Friday, June 19, 2015

"TOUGH", " A HERO", "A TEACHER": Remembering Officer Sonny Kim

For more than a decade, one of my relatives has trained at Sonny Kim's dojo, eventually earning a Black Belt. Later he became a part-time instructor and grew close to Kim. He's heartbroken over reports that Kim was shot and killed early this morning in the line of duty.

...Cincinnati police Officer Sonny Kim, 48, a husband and father of three boys, died after being shot while responding to a call of a gunman acting erratically Friday morning...

Kim, a 27-year veteran of the Cincinnati Police Department also worked as the owner and main karate instructor at the Japanese Karate-Do dojo in Symmes Township.

“CPD lost one of our best today," Police Chief Jeffrey Blackwell said. "We lost a brother, but right now my heart is broken more for his three boys who lost a father and his wife who lost a husband.”

City Manager Harry Black called Kim a hero.

“Our thoughts our prayers go to Police Officer Kim’s family and fellow police officers. … Police Officer Kim dedicated himself to serving and protecting the city for 27 years. … He has had a decorated career. … Officer Kim is a hero.”

Councilman Yvette Simpson said Kim exemplified what it means to be a community officer.

Kim’s record with the force paints a picture of an officer who had great initiative and resolve and also care for the public... Some of the comments in his file of particular note include instances where Kim apprehended a man armed with a knife, peacefully resolved a standoff situation and rescuing a man who jumped from an I-275 bridge.

City officials sent out a list of his commendations including the following:

  • 10/8/89: “Commend you for your rapid response and professional action, in which you were able to apprehend a stabbing suspect with weapon in hand.” From William Miller
  • 7/13/94: “Commended for peacefully negotiating with a man who barricaded himself in building on Montgomery Road.” From Lt. Col. Bruce Knox, Patrol Bureau Commander
  • 1/10/96: “Commendation for unselfish and dedicated service during the January 1996 blizzard.” From Capt. Daniel J. McDonald
  • 8/11/97: “Chief’s commendation for keen observations and professionalism in taking charge of a potentially fatal/suicidal situation.” From Michael C. Snowden, Police Chief
  • 10/31/97: “Commendation for assistance in locating a wanted person who had eluded police officers. The teamwork and diligence are in the highest traditions of the CPD.” From Captain James T. Smith
  • 9/12/05: “Thanks and commendation for the immediate action and resourcefulness you displayed during the rescue of a man who jumped from I-275 bridge.” From Lt. Colonel Richard L. Junke, Police Chief (Acting)

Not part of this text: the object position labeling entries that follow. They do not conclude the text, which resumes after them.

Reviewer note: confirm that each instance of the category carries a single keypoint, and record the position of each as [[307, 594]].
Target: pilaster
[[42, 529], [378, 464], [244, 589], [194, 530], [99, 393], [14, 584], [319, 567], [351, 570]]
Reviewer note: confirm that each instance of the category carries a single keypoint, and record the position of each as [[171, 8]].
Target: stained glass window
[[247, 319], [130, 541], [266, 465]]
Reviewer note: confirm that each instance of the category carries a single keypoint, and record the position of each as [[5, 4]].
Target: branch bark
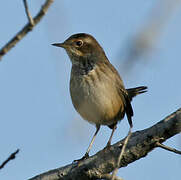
[[105, 161], [26, 29]]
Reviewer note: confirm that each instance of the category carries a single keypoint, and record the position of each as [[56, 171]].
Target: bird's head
[[82, 46]]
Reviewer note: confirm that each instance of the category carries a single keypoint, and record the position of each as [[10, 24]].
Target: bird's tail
[[132, 92]]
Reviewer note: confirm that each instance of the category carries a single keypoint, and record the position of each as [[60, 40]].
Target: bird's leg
[[90, 145], [110, 139]]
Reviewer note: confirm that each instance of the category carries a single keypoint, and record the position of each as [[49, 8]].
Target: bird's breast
[[96, 97]]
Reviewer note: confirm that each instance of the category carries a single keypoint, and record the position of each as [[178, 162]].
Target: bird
[[96, 88]]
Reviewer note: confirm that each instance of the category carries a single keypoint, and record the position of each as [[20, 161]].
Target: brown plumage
[[97, 91]]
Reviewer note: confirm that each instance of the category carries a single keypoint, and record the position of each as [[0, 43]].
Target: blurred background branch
[[147, 38]]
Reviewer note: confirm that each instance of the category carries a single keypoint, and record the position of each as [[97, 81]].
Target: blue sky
[[37, 115]]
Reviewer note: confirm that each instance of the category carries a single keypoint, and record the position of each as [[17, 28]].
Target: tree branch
[[26, 29], [168, 148], [105, 161], [11, 157], [30, 19]]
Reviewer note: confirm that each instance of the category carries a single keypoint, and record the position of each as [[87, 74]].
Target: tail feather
[[132, 92]]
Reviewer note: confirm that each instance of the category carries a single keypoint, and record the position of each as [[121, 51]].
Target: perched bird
[[97, 91]]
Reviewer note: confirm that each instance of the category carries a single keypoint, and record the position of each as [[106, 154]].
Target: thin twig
[[121, 154], [11, 157], [27, 28], [167, 148], [31, 21], [109, 177]]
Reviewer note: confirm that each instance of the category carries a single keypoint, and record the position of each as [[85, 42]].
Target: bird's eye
[[79, 43]]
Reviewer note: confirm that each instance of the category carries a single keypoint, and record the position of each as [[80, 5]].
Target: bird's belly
[[97, 102]]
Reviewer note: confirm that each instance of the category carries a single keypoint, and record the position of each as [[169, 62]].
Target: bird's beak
[[62, 45]]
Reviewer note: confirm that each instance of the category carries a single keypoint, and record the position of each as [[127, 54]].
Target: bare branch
[[168, 148], [11, 157], [27, 28], [105, 161], [30, 19], [121, 155]]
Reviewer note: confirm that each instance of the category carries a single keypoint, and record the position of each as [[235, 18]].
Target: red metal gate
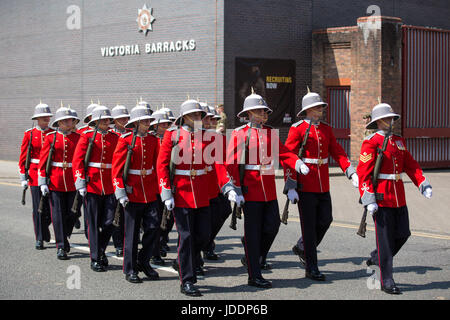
[[339, 116], [426, 95]]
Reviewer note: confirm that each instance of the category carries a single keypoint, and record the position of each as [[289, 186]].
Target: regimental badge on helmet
[[310, 100], [187, 107], [253, 102], [138, 113], [380, 111], [100, 112]]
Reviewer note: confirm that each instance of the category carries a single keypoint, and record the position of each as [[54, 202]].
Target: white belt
[[258, 167], [191, 173], [315, 161], [62, 164], [393, 176], [100, 165], [140, 172]]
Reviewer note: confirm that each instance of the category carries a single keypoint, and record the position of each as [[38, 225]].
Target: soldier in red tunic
[[158, 127], [94, 183], [138, 193], [187, 195], [37, 134], [387, 204], [120, 116], [312, 189], [261, 213], [60, 184]]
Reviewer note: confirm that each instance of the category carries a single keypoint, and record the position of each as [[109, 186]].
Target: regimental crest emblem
[[145, 19], [364, 157]]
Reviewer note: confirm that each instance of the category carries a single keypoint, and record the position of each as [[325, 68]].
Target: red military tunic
[[214, 188], [38, 140], [100, 162], [259, 177], [140, 185], [82, 129], [191, 180], [320, 145], [396, 160], [61, 176]]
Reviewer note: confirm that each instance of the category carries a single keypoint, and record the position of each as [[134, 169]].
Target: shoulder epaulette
[[297, 123], [240, 128], [370, 136]]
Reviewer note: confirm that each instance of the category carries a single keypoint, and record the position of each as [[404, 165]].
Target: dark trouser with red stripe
[[134, 214], [261, 224], [40, 221], [118, 232], [159, 231], [194, 230], [315, 219], [62, 217], [392, 231], [100, 215], [220, 210]]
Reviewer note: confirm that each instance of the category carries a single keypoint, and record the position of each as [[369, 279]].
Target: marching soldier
[[257, 181], [120, 117], [59, 183], [187, 193], [311, 189], [387, 203], [220, 206], [80, 130], [94, 183], [138, 193], [159, 126], [87, 117], [32, 142]]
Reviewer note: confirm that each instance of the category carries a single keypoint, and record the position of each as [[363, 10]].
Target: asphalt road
[[421, 269]]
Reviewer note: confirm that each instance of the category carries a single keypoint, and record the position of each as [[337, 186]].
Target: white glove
[[293, 196], [232, 196], [304, 169], [428, 192], [82, 191], [355, 180], [44, 190], [123, 201], [170, 204], [240, 200], [372, 208]]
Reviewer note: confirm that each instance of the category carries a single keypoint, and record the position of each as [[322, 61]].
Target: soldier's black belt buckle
[[379, 196]]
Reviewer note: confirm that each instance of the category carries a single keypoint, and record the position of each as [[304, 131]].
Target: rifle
[[87, 157], [237, 211], [362, 225], [166, 213], [285, 215], [116, 221], [48, 168], [27, 165]]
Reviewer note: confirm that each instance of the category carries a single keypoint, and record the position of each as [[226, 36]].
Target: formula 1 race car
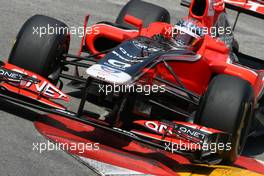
[[163, 85]]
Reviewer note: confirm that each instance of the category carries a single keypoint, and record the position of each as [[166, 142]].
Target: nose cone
[[108, 74]]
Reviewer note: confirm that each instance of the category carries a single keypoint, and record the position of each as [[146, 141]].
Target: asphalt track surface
[[17, 133]]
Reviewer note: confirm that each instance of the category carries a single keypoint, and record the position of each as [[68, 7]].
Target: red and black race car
[[164, 85]]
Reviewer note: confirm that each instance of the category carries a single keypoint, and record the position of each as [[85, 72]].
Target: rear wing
[[251, 7]]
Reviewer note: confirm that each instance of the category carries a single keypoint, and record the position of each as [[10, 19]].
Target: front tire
[[40, 54], [228, 106]]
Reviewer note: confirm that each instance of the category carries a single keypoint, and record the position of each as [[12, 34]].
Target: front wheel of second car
[[228, 106], [40, 45]]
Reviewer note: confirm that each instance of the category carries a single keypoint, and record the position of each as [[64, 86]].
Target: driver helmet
[[187, 32]]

Cincinnati city officials said Kim grew up in Chicago after immigrating to the United States. He moved to Cincinnati in 1986 to attend the University of Cincinnati. Kim was accepted into the Police Academy in 1987.

...Kim was a lifelong karate practitioner who started training at the age of 7 in Korea. He detailed his experiences in martial arts in an interview with The Shotokan Way.

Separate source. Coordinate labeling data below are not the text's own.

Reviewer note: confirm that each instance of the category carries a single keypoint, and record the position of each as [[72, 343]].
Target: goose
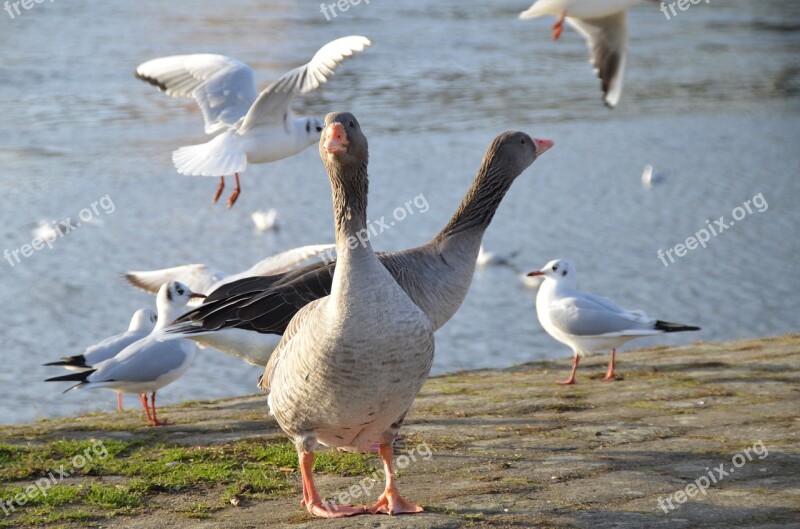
[[241, 317], [351, 363], [252, 127], [142, 324], [204, 279], [148, 364], [588, 323], [603, 24]]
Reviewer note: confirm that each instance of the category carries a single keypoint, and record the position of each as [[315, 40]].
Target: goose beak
[[336, 139], [542, 145]]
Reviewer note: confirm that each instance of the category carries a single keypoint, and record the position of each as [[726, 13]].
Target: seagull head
[[560, 270]]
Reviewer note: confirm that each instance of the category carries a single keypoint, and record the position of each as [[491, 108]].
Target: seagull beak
[[542, 145], [336, 139]]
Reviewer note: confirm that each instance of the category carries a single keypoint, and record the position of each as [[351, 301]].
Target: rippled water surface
[[711, 100]]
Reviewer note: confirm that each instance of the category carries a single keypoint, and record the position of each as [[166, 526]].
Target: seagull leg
[[390, 501], [219, 189], [571, 379], [143, 397], [236, 191], [610, 373], [311, 499], [156, 422], [558, 27]]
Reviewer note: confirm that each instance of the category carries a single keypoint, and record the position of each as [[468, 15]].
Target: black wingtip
[[674, 327], [72, 377], [70, 361]]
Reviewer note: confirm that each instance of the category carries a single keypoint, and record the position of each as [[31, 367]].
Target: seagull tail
[[221, 156], [666, 326], [70, 361]]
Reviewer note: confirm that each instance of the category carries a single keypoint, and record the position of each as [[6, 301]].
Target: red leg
[[143, 397], [156, 422], [558, 27], [236, 191], [390, 501], [311, 499], [610, 373], [219, 188], [571, 379]]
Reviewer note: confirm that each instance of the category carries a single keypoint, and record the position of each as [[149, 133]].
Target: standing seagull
[[147, 365], [142, 324], [350, 364], [603, 24], [256, 128], [589, 323]]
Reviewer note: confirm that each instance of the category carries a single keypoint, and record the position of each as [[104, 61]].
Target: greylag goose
[[350, 364], [142, 324], [603, 24], [254, 128], [588, 323], [204, 279], [240, 317], [147, 365]]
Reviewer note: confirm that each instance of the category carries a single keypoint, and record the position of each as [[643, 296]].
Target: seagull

Kim told interviewer Shaun Banfield that he originally started with Korean Karate before transitioning to Japanese Karate after moving to Cincinnati.

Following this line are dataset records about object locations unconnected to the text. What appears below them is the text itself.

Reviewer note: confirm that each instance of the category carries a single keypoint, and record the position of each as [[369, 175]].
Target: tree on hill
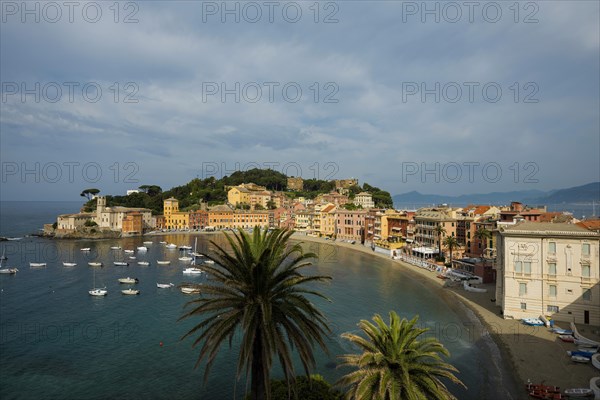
[[89, 193]]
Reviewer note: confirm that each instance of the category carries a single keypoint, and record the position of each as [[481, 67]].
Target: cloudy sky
[[438, 97]]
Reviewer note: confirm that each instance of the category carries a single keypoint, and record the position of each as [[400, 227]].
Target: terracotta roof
[[590, 224]]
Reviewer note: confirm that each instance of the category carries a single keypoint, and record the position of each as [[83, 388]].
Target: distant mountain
[[579, 194]]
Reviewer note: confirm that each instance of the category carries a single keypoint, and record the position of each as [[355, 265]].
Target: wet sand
[[515, 352]]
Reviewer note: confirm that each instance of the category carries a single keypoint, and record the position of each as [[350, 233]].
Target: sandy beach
[[527, 353]]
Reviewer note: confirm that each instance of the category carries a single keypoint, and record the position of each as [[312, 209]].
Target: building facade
[[549, 269]]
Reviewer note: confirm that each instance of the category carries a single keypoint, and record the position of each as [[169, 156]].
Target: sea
[[58, 342]]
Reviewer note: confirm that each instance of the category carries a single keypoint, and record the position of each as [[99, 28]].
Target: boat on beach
[[596, 361], [582, 339], [467, 286], [533, 321], [579, 392]]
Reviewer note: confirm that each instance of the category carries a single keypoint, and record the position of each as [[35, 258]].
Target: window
[[518, 267], [585, 271], [587, 294], [585, 249], [552, 309], [522, 289]]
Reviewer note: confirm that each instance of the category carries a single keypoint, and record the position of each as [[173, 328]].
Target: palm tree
[[395, 364], [257, 288], [482, 235], [450, 242], [439, 229]]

When asked if he felt karate had a place in the modern world, Kim spoke about his experience as a police officer.

“As a police officer, my philosophical concept of Ikken Hissatsu [meaning to ‘kill with one blow’] is simply the mindset of a winning attitude.  When I train new police recruits, I explain this concept of Ikken Hissatsu to them as it relates to their personal safety.  Ikken Hissatsu is the winning attitude and survival mindset.  When taking an aggressive action against your opponent that maybe attempting to assault or kill you, you must win! -- Ikken Hissatsu!  As you can see, Ikken Hissatsu is simple and complex at the same time,” Kim said.

Banfield went on to ask how Kim dealt with stressful situations as a police officer.

Kim responded saying, “As a police trainer we have a saying which is, ‘You will perform how you train.’ One must train hard and under pressure in a realistic environment.  In the USA, most of our police tactical training deals mainly with firearm encounters.  Having an assailant with a firearm will put you under some emotional and physiological duress.   Back to karate-The point I want to make is you must also train your karate under pressure, consistently and physically hard to have a better chance to overcome and survive under duress.”

Kim reached the level of sixth dan or “rokudan” during his time as a martial arts instructor. He was also an instructor and examiner for the World Traditional Karate Organization.

I had met Kim on multiple occasions: soft-spoken, well-liked, respectful, and a real man in every sense of the word.

We will miss you, Sensei. Godspeed.

Hat tip: BadBlue News.

1 comment:

Anonymous said...

Why is it we only hear of these honorable people after they have died? We need to recognize and shout their names and examples from the mountain tops instead of Kardasian this and tranny that. Where is the news media, old school, cable and now internet when we need them most? We need to blow all the crap off the air.

My condolences to the family and friends of the fallen officer. He sounds like one heck of a guy.